Concerning the resource question, natural sciences (geology, biology, geography) become geohistory, geopolitics, biopolitics etc through defined relations of power and production (Marco Armiero, Stockholm). Co-evolutionary processes are at work through the interplay of the resource, the society and the underlying knowledge. Such processes are critical in the understanding of past and ongoing transformations, mutations, shifts (Jürgen Renn, Berlin). For example, concerning fossil fuels and present time developmental models, an interesting “what if” question and exercise for all of us is that of Anthropocene “variants” one can imagine in societies having evolved on renewable resources only (socio-environmental impacts, man-nature relationships as alternative social-ecological interconnectedness, political- and social order-systems etc). It is obvious that such evolutions could reveal contrasting random-effects versus strategies of retention (“filtering”, framing) of ideas, solutions, innovations and innovation pathways.
In terms of land systems, land use intensification, and technological shifts, the area of damaged ecosystem per person (ecological footprint) has always been high with human societies (early fire clearing of land and hunting, invention of agriculture etc) (Erle Ellis, Maryland). The demographic shift is making now the global difference.

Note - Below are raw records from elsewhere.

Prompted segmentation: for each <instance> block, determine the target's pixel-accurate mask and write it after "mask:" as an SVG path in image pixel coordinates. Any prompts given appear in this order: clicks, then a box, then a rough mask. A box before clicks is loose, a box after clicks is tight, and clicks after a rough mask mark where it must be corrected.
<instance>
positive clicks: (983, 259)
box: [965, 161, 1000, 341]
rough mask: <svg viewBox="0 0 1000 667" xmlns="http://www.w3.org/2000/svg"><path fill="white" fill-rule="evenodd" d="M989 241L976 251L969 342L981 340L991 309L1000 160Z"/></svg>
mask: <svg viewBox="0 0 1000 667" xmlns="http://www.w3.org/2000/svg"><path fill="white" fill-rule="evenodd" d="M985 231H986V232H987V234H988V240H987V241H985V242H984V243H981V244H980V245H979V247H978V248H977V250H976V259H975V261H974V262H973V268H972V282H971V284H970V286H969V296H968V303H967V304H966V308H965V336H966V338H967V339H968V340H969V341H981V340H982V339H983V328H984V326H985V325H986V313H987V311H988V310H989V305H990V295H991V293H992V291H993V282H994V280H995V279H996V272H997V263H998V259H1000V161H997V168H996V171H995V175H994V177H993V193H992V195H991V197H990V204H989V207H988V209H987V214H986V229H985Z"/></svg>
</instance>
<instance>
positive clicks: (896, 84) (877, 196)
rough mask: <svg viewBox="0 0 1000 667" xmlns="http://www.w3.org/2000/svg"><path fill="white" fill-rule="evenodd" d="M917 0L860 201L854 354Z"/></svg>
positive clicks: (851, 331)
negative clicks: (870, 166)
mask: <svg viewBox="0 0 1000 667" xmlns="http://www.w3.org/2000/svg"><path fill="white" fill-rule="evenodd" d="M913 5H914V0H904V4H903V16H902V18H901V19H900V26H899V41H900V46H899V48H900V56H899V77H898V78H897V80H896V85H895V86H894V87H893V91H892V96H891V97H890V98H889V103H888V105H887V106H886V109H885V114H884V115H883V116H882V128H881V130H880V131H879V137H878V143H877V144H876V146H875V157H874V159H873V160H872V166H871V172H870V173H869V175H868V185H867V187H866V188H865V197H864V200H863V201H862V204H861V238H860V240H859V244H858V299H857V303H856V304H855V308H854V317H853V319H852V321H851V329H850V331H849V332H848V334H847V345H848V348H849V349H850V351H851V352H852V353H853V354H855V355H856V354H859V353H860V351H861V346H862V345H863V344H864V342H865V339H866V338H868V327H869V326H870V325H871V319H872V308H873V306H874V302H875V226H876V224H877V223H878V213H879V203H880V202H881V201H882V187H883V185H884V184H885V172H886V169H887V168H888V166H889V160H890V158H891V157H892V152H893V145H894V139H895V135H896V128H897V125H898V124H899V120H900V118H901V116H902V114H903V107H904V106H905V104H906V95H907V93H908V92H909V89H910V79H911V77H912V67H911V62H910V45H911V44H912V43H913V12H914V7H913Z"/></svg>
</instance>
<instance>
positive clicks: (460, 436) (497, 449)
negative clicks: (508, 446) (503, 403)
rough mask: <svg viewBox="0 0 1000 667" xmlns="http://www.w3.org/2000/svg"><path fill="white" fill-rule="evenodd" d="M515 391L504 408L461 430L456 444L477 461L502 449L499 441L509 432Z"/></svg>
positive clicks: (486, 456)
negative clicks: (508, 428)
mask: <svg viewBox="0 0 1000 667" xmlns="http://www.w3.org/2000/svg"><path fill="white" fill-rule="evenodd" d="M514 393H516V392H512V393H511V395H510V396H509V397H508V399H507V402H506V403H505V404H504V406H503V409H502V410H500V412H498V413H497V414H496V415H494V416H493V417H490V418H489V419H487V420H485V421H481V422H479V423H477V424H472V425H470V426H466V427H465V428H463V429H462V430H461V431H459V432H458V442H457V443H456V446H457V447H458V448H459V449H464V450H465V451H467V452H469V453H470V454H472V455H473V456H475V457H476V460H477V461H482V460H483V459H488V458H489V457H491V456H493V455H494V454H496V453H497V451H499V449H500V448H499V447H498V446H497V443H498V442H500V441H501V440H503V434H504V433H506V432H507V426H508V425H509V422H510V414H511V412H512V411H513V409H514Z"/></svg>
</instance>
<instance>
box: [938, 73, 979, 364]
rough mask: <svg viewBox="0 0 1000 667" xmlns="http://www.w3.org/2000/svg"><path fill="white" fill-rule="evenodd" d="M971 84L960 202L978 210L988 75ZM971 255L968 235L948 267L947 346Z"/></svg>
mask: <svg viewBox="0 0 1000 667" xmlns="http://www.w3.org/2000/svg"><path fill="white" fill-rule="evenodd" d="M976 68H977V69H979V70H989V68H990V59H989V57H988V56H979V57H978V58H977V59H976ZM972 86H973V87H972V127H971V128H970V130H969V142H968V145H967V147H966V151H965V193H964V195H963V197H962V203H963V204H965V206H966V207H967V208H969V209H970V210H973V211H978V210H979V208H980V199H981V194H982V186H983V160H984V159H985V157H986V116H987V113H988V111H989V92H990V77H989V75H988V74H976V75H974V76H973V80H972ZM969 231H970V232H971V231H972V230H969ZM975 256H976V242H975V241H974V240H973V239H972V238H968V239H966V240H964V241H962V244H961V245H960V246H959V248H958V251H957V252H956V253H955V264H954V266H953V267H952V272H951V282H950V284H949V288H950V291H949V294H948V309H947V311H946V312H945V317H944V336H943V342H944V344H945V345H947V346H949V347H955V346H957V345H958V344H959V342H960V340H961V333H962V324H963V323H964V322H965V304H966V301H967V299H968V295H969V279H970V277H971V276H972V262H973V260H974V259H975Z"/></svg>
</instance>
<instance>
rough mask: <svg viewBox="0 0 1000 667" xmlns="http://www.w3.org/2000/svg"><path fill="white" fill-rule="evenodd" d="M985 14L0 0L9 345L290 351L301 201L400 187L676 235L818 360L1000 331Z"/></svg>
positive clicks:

The above considerations may explain at least partly the fact that a solution for scientists is a problem for politicians (Sarah Whatmore, Oxford). And vice-versa. Let us take the example of political “games”, where the game consists of setting political goals and not reaching them, again and again (Serker Sörlin, Stockholm). The climate change perception is a very good example. The International New York Times, Jan 24, 2014, titled : Businesses count costs of climate change. The World Bank is considering that “global warming (is) the chief contributor to rising global poverty rates and falling GDP in developing nations”. Remains to be seen what are the measures taken to mitigate climate change that could fix poverty. OECD leaders call for “a big fat tax on carbon”, since increased carbon pollution is increasingly costly. So does climate change for the business community because of increasing economic risks (also see the 44th Davos Forum, Libération, Jan 27, 2014). Data quantifying such risks is still lacking. Not for too long, as studies are underway in the US to evaluate the financial risks associated with climate change by assessing its impact on the US economy “by region and by sector”. The article considers that the political establishment is not ready and open for such a strong turn. Additional reasons to believe that if the business community and concerned financial institutions could find solutions to mitigate climate change impacts on their activities, those solutions are unlikely to ease poverty rates and poor country conditions. A multi-layer hypothesis that makes an extraordinary study case for this upcoming advanced course in Berlin.